彼は、許さない
※短いです。
リコリス・クレールスは、僕にとって大切な女の子だった。妹のような、親友のようなかけがえのない存在だった。
「私と、隣国の王太子との、婚約が決まりました」
そんなリコリスへの思いが恋心だと自覚したその日、僕の恋は一生誰にも言えないものになってしまった。
最近、隣国との関係が悪化しているのは知っていた。国王である父上もひどく頭を悩ませていたから。戦争になったら罪のない国民の血が流れる。それはどうしても避けたいことだった。
だから、手っ取り早く絆を強化するのに何がいちばん効果的であるのかも、ずっと前から気が付いていたのに、僕はわからないふりをした。
「お優しい、方です。母方の従兄弟ですし…きっと、私を幸せにしてくれますわ」
両国の王族の血を引く娘。
きっとそれは自分より政治的に意味のある存在であろう。だから彼女は淡々と、何事もないように僕に告げるのだ。
「お、めでとう、」
やっと絞り出せた言葉は気持ちとは全然違う言葉だった。
ありがとうございます、とリコリスは笑う。
隣国の王太子とは何度もあったことがある。人となりはよく知っていた。だから彼女を不幸にすることはないとわかっていたが――それでも、彼女を奪われるというどす黒い感情が消えなかった。
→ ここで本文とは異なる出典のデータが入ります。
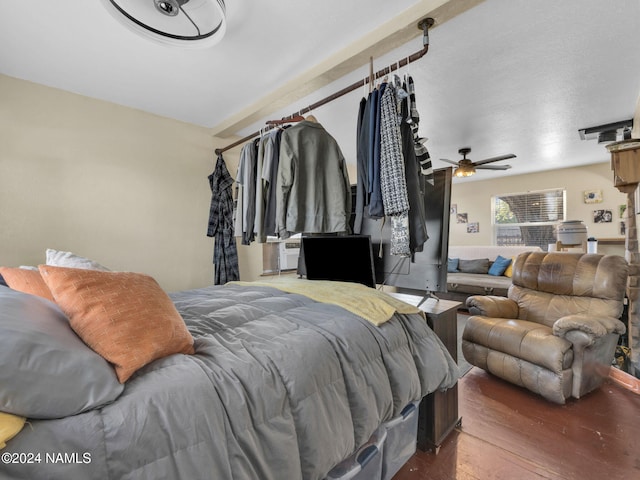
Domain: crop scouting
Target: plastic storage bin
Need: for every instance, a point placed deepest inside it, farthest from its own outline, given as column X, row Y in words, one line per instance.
column 400, row 443
column 365, row 463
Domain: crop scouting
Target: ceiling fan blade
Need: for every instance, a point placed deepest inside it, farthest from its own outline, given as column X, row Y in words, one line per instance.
column 495, row 159
column 493, row 167
column 448, row 161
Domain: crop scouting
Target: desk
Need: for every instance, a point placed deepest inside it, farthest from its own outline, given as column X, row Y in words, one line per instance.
column 438, row 414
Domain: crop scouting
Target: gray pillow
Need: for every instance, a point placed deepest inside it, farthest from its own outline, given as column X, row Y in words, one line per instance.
column 478, row 265
column 46, row 371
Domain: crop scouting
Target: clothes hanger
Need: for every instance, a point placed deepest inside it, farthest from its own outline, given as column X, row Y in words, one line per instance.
column 282, row 121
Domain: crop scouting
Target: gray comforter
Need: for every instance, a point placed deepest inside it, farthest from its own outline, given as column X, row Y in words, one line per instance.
column 280, row 387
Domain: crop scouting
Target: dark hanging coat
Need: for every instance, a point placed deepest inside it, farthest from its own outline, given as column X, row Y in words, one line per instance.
column 225, row 252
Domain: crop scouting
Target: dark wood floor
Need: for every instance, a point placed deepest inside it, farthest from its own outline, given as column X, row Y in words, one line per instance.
column 508, row 433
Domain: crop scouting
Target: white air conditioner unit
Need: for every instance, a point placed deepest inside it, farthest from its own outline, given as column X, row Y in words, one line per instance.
column 289, row 253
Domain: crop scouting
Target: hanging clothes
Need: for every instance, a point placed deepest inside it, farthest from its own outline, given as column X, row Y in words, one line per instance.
column 246, row 178
column 313, row 189
column 269, row 177
column 415, row 182
column 392, row 173
column 225, row 253
column 413, row 119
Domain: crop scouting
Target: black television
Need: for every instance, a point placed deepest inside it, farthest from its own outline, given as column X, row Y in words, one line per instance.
column 426, row 270
column 344, row 258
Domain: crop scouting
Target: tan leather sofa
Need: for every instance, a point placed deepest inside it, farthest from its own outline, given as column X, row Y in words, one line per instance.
column 556, row 331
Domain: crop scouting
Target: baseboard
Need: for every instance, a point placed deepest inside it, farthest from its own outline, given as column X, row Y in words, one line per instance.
column 625, row 380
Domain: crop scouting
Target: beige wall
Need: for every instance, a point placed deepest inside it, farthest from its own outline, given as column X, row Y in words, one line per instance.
column 474, row 198
column 123, row 187
column 129, row 189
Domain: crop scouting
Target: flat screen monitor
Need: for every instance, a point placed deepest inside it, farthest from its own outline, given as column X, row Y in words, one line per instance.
column 344, row 258
column 427, row 269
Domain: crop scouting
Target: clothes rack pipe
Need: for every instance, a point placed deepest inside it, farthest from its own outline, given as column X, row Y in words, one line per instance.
column 423, row 25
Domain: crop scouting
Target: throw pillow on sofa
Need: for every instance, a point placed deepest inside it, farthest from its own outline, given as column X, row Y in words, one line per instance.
column 499, row 266
column 478, row 265
column 452, row 265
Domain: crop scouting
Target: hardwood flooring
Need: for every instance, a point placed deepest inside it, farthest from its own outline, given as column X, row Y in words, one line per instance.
column 508, row 433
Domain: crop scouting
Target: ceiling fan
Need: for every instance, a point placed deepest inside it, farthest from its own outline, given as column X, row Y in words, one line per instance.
column 466, row 167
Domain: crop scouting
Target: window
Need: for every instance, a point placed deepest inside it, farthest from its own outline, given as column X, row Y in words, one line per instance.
column 528, row 218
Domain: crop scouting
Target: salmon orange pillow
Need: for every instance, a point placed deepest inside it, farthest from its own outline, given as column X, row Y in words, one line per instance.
column 26, row 281
column 125, row 317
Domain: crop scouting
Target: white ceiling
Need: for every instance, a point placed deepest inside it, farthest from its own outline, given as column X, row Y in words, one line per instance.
column 506, row 76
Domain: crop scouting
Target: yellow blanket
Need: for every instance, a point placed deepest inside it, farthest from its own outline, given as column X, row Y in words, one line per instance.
column 10, row 426
column 368, row 303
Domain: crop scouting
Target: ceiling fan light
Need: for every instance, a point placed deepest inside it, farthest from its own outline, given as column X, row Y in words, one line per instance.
column 464, row 172
column 183, row 23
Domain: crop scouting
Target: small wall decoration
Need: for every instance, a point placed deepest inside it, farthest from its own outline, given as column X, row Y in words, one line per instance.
column 602, row 216
column 623, row 210
column 593, row 196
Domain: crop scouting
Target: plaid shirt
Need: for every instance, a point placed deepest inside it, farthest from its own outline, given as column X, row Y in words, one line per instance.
column 225, row 252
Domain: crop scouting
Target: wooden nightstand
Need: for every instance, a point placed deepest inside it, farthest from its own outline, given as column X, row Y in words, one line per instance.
column 439, row 410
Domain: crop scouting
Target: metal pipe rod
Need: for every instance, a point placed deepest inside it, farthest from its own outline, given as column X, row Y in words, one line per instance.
column 423, row 25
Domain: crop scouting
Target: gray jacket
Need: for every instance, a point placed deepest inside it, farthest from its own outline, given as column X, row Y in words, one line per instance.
column 313, row 189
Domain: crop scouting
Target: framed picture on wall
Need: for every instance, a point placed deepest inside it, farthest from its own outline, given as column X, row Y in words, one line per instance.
column 602, row 216
column 593, row 196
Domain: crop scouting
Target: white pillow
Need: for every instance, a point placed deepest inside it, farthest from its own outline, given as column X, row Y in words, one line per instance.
column 67, row 259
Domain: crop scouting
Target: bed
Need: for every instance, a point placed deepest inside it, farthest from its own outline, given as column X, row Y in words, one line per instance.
column 278, row 385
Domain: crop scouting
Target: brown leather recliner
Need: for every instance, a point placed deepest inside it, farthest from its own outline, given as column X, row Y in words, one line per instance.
column 556, row 332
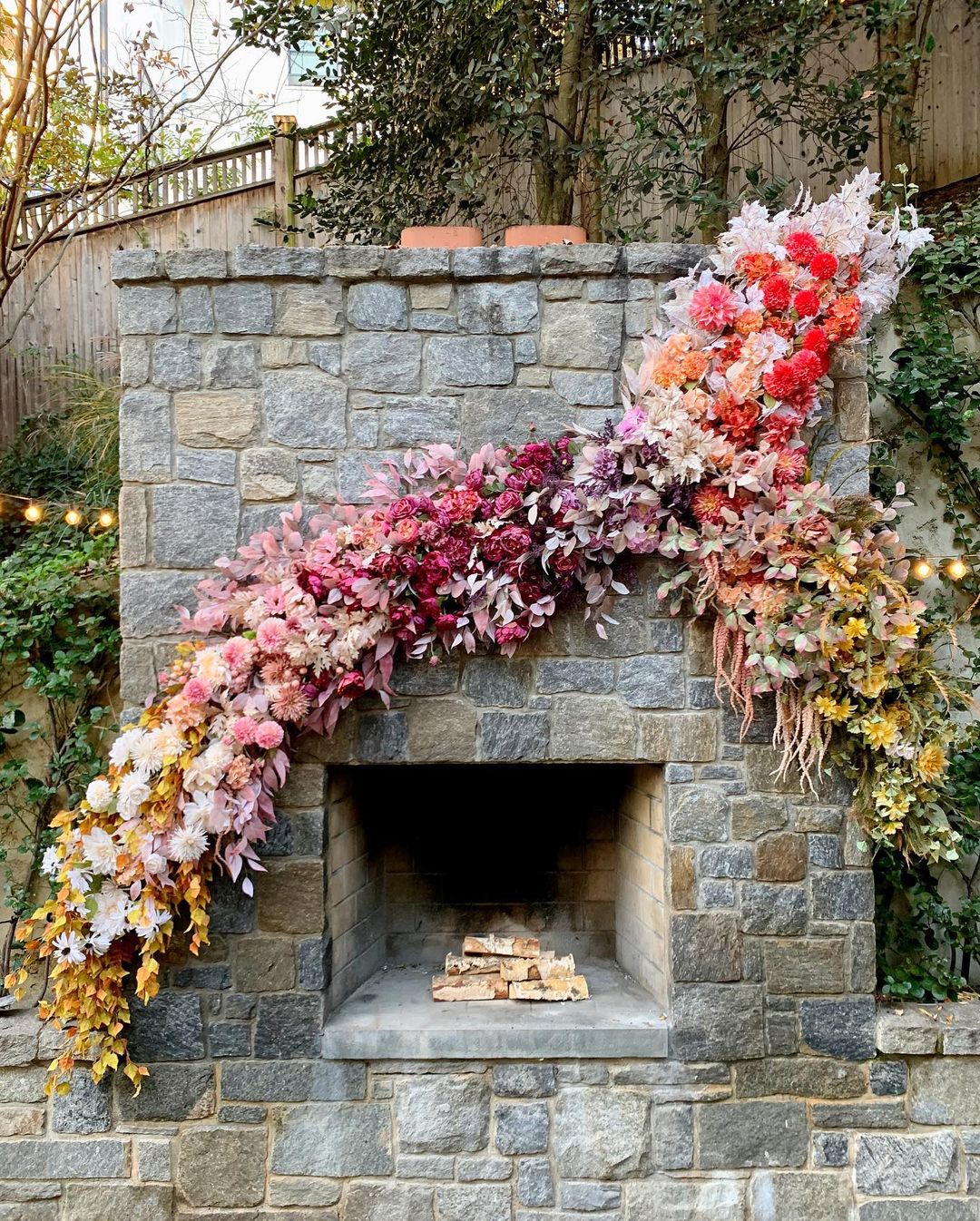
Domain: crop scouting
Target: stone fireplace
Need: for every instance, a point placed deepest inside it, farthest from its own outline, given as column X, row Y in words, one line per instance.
column 588, row 790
笑わなければいけない。この国の王位後継者として、自分はこの婚約を祝福しなければいけない。両国の関係のためにも、この婚約は絶対に覆らないものである。
「――幸せに、してもらってね、リース」
だからこそ、無理やり笑みを作った――リコリスの恋心を知りながら、自分の恋心とともに蓋をした。
リコリスの婚約者のことはよく知っていた。彼女の従兄弟でもあるから仲良くしてもらっていた。
きっと彼女を幸せにしてくれると思った。だから――僕たちは恋心に蓋をしたのだ。
なのに、あの男は。
「幸せになって」
リコリスの胴と首が離れたその時――目に映った彼女の最期の顔は、笑っていた。
幸せになってなんて、君がいないと無理なのに。
リコリスの頭を抱きしめ、獣のような怒号を上げる幼馴染達を見ながら僕はただひたすらに彼女の婚約者だった男を見ていた。
あの男は、そんな僕たちすら視界に入れずリコリスを処す原因となった女と寄り添い笑っていたのだ。
「どう、して」
僕たちは、国のため、平和の為に恋心に蓋をした。それは、あの男も理解していたはずだった。
なのにあの男は――自身の欲を優先し、リコリスを嵌めた。
「殺す必要なんて、ない、じゃ、ないか」
この国の王族は妻を2人までなら持っていいことになっている。
だから、リコリスを正妃にして、その女を第二婦人にすればいい。優しいリコリスのことだから、きっと許してくれたはずだ。
なのに、
「やっと邪魔な女がいなくなった。―――、俺と結婚してくれ」
「―――様っ…!もちろんですわっ!」
「ずっと―――だけを愛し、幸せにする!」
――ああ、目の前で繰り広げられるこれの、なんとくだらないことか。
幼馴染たちは気が付かない。リコリスの死が、こんな茶番じみた告白のためだけにもたらされたことに。
僕は気が付けなかった。リコリスが、最期まで何を守ろうとしていたのかも。
僕は、僕たちは――リコリスの死によって自分たちが彼女に守られていたとやっと自覚したことに、きっと一生許せないだろう。